Posted by tim at 09:32 PM | Comments (4)
January 05, 2007
1973年のピンボール
No translation tonight. I read Pinball, 1973 today (in English!) instead, so I'm going to talk about that.
A bit of background: Pinball, 1973 is the second of Haruki Murakami's novels, falling between Hear The Wind Sing and A Wild Sheep Chase. All three books together are known as The Rat Trilogy as they center around the same unnamed narrator and his friend The Rat. The books are written in the first person and Murakami's narrators use the first-person pronoun "boku" (僕), which is a less formal, masculine version of the more traditional "watashi" (私).
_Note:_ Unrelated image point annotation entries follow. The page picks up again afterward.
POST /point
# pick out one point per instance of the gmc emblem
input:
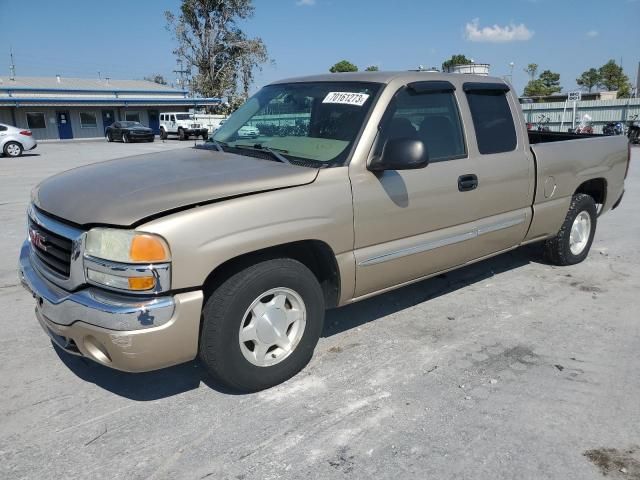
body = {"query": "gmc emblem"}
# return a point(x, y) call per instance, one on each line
point(38, 240)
As a consequence, his narrator is frequently nicknamed Boku in discussions of his works, which is a convention I will adopt if I ever get there.
Hear The Wind Sing and Pinball, 1973 were never published in English translation outside Japan. Murakami feels that the books are "weak" and do not represent his best work. They were, however, published in English translation by our beloved Alfred Birnbaum in Japan for the Kodansha English Library series, which featured modern Japanese works published in English translations with translation notes in the back to help Japanese learners of English. This makes them more or less tantalizingly out of reach in the US. But! Kathleen, a friend of mine and fellow Murakami aficionado, happens to have borrowing privileges at the UMass Amherst library, which is, by all reports, "huge." They have a copy, which she checked out and brought home and which I promptly stole from her.
My impressions: Murakami's kind of right! It's less mature (and shorter) than his other works. It's also kind of the same story it ever was if you've read A Wild Sheep Chase or Norwegian Wood. There's a character named Naoko -- oops, there was a character named Naoko. Guess what! She's dead, though we don't learn how in this book. She also has a lot to do with wells. There's even a brief discussion of dormitory life, though this one's tangily co-ed. Cats, as expected, appear at crucial junctions throughout the book, and there's a critical metaphor involving the geometry of Boku's ears.
Let's talk about themes. Boku and The Rat are each trapped in different sorts of empty, meaningless, routine life. Boku translates brochures and articles into Japanese from English with his partner in a translation agency while The Rat is an unemployed slacker living with his rich parents in a small seaside town (and frequenting J's Bar). Over the course of the book, the characters separately begin to understand the depth of their existential pain and begin to desire to resolve it. Boku even compares himself to a kamikaze pilot or a worker at Auschwitz as he begins to feel his inner emptiness. That resolution ultimately occurs, or at least begins, in A Wild Sheep Chase. Oh, and pinball. A few pages in, the book announces itself as a book about pinball and proceeds to give an exciting description of pinball as anti-ego. In the middle of the book, Boku develops an obsession with a particular variety of pinball machine before the arcade it belongs to suddenly disappears and, near the end, begins to develop his resolve to rescue himself after a mystic experience communing with the pinball machine in a former cold storage warehouse. It's kind of trippy.
And I haven't even mentioned the twins, Kant, or their involvement in the telephone switchbox funeral yet. The twins, which Boku cannot tell apart, appeared out of nowhere one day, live with Boku, and sleep in his bed. They leave at the end of the book. And Boku reads Kant a lot. And the switchbox... you know what? Forget it. It's too much fun to be summarized.
So in conclusion! It's a fun book to read if you're a Murakami geek like I am but it's pretty much more of the same: it's not groundbreaking or earthshattering and you've pretty much already heard the important parts. Interestingly, sex is only hinted at, unlike in his later books where it becomes more explicit and acquires thematic importance. There's more visible angst here than usual and it's a bit clunky, but then there are parts where you can see both Murakami and Birnbaum starting to really hit their form.
So that's that. I don't know if this is even readable, but I'm tired of writing and editing so I'm going to post it. Have a good night!